CN Rail profits drop nearly 25% on falling demand, B.C. port strike
Canadian National Railway Co. is reporting a nearly one-quarter drop in profits for the three months ended Sept. 30.
Canada’s largest railway says falling consumer demand and fallout from the B.C. port workers’ strike dented its cargo volumes and revenue last quarter, alongside lower fuel surcharges.
The Montreal-based company says net income in its third quarter fell 24 per cent to $1.11 billion from $1.46 billion in the same period a year earlier.
CN says revenues decreased 12 per cent to $3.99 billion from $4.51 billion the year before.
On an adjusted basis, diluted earnings were down 21 per cent at $1.69 per share from $2.13 per share last year, slightly below analyst expectations of $1.72 per share, according to financial data firm Refinitiv.
CN says it continues to expect flat to slightly negative adjusted earnings this year, adding that it forecasts growth of between 10 per cent and 15 per cent between 2024 and 2026.
The Canadian Press
4:40 p.m.
Market close: TSX posts modest loss, U.S. stock markets move higher
Canada’s main stock index moved lower today, as energy and battery metals led the way lower on a mixed day of trading, while U.S. markets rose.
The S&P/TSX composite index closed down 60.25 points at 18,986.49.
In New York, the Dow Jones industrial average was up 204.97 points at 33,141.38. The S&P 500 index was up 30.64 points at 4,247.68, while the Nasdaq composite was up 121.55 points at 13,139.88.
The Canadian dollar traded for 72.83 cents U.S. compared with 73.03 cents U.S. on Monday.
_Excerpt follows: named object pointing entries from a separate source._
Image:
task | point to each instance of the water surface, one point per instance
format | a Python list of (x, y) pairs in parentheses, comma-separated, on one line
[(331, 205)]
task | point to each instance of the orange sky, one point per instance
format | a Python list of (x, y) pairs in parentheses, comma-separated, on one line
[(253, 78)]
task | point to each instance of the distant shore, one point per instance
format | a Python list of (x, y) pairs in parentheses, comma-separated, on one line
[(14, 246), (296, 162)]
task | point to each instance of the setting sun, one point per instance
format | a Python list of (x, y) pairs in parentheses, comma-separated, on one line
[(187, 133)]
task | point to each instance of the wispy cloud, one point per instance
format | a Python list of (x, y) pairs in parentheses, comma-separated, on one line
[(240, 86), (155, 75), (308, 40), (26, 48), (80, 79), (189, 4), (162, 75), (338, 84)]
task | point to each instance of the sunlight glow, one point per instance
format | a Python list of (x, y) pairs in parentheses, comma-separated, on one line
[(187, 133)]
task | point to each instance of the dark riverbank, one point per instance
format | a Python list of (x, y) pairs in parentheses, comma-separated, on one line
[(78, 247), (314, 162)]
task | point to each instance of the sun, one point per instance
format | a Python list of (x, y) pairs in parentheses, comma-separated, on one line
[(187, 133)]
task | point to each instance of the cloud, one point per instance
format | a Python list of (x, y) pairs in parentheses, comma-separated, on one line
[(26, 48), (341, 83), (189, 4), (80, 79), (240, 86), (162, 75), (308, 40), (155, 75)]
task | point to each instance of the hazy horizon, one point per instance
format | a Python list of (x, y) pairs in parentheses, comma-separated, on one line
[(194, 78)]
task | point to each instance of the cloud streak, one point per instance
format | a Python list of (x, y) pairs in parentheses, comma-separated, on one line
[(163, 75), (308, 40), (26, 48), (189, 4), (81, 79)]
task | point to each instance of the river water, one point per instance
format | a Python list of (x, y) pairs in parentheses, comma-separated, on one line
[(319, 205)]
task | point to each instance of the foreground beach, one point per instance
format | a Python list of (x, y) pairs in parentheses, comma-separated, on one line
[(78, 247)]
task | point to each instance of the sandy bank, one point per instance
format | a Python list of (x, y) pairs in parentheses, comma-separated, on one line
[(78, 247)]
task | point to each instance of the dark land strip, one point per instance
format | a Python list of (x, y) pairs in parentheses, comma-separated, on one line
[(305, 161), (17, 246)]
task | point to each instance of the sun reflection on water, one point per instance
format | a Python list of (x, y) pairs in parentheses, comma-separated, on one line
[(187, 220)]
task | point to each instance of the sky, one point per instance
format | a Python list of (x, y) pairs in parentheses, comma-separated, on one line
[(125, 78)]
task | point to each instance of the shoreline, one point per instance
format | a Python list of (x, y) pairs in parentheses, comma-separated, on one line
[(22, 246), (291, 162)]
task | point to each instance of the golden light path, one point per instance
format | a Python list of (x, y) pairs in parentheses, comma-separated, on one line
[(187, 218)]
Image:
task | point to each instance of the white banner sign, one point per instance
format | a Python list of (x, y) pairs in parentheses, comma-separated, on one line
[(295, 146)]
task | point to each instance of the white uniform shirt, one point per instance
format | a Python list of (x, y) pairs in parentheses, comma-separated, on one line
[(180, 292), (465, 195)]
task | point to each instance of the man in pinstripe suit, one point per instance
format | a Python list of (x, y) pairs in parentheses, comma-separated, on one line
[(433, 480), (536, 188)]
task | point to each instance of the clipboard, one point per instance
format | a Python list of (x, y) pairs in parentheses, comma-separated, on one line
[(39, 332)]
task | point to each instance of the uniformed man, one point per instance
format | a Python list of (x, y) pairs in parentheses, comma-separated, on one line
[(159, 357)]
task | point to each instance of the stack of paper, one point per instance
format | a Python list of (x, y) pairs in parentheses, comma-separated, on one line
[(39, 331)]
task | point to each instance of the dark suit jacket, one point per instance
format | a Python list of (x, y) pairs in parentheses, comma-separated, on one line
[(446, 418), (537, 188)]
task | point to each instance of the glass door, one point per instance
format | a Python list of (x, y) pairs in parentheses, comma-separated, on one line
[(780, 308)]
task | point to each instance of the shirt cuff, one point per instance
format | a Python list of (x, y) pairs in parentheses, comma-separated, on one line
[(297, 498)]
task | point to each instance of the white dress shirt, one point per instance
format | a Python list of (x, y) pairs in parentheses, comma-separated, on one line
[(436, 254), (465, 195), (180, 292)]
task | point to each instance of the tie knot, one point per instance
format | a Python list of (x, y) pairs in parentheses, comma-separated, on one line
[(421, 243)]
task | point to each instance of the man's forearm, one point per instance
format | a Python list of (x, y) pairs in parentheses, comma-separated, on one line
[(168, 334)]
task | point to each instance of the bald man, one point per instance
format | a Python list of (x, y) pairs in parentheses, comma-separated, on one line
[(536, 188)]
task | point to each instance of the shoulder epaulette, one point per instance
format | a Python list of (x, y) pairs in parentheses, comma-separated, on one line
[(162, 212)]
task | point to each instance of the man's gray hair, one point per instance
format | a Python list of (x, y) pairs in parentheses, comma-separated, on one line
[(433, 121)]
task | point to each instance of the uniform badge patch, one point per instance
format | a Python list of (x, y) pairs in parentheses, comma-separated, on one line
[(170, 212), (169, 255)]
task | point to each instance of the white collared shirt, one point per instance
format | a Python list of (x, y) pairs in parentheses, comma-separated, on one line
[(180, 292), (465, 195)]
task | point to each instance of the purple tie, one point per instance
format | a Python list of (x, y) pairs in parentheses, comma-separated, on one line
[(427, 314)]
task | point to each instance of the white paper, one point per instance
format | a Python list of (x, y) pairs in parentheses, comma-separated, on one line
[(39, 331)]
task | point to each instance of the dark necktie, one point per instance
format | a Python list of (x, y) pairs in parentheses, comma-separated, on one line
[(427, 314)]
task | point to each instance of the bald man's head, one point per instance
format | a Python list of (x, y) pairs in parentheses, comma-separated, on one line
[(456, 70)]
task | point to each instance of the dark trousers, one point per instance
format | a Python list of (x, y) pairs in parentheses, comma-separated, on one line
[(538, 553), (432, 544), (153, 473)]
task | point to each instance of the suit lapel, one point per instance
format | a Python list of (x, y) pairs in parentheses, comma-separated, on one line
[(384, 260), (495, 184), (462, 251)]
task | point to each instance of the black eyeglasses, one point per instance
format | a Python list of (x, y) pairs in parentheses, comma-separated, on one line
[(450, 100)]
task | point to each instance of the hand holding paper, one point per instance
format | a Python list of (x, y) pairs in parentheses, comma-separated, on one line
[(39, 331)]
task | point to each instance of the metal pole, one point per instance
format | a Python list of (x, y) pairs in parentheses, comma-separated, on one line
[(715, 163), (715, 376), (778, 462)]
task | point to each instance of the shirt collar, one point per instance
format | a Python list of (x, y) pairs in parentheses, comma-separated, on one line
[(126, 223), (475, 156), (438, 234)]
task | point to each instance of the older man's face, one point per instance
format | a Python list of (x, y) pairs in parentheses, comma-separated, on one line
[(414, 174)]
The December crude contract was down US$1.75 at US$83.74 per barrel and the December natural gas contract was up five cents at US$3.32 per mmBTU.
The December gold contract was down US$1.70 at US$1,986.10 an ounce and the December copper contract was up four cents at US$3.62 a pound.
The Canadian Press
3:46 p.m.
Trans Mountain pipeline expansion may need external funds for completion
The Canadian government-owned company expanding the country’s only oil pipeline to the Pacific Ocean may be unable to fund the rest of the project, the government’s auditor general said, just months before the project is scheduled to start operation.
Trans Mountain Corp. would need to obtain external financing since the federal government said in February 2022 that no more public money would be spent on the project, the auditor said. The expansion would nearly triple the capacity of the system by twinning the 1950s-era line that runs from Alberta to the Vancouver area.
“If the corporation cannot finance the full remaining construction of the pipeline expansion, it will be unable to put the expanded pipeline into service to generate revenue,” the Office of the Auditor General of Canada said in a commentary. “The Trans Mountain Corporation’s year-end financial statements disclosed a significant uncertainty about the Crown corporation’s ability to continue operating.”
Prime Minister Justin Trudeau’s government bought Trans Mountain in 2018 from Kinder Morgan Inc., which had threatened to scrap the expansion project amid fierce opposition in British Columbia. The project is years behind schedule as construction delays, worker fatalities, floods and the pandemic caused its price tag has more than quadruple to $30.9 billion. The expanded pipeline is scheduled to start operation at the end of the first quarter of 2024.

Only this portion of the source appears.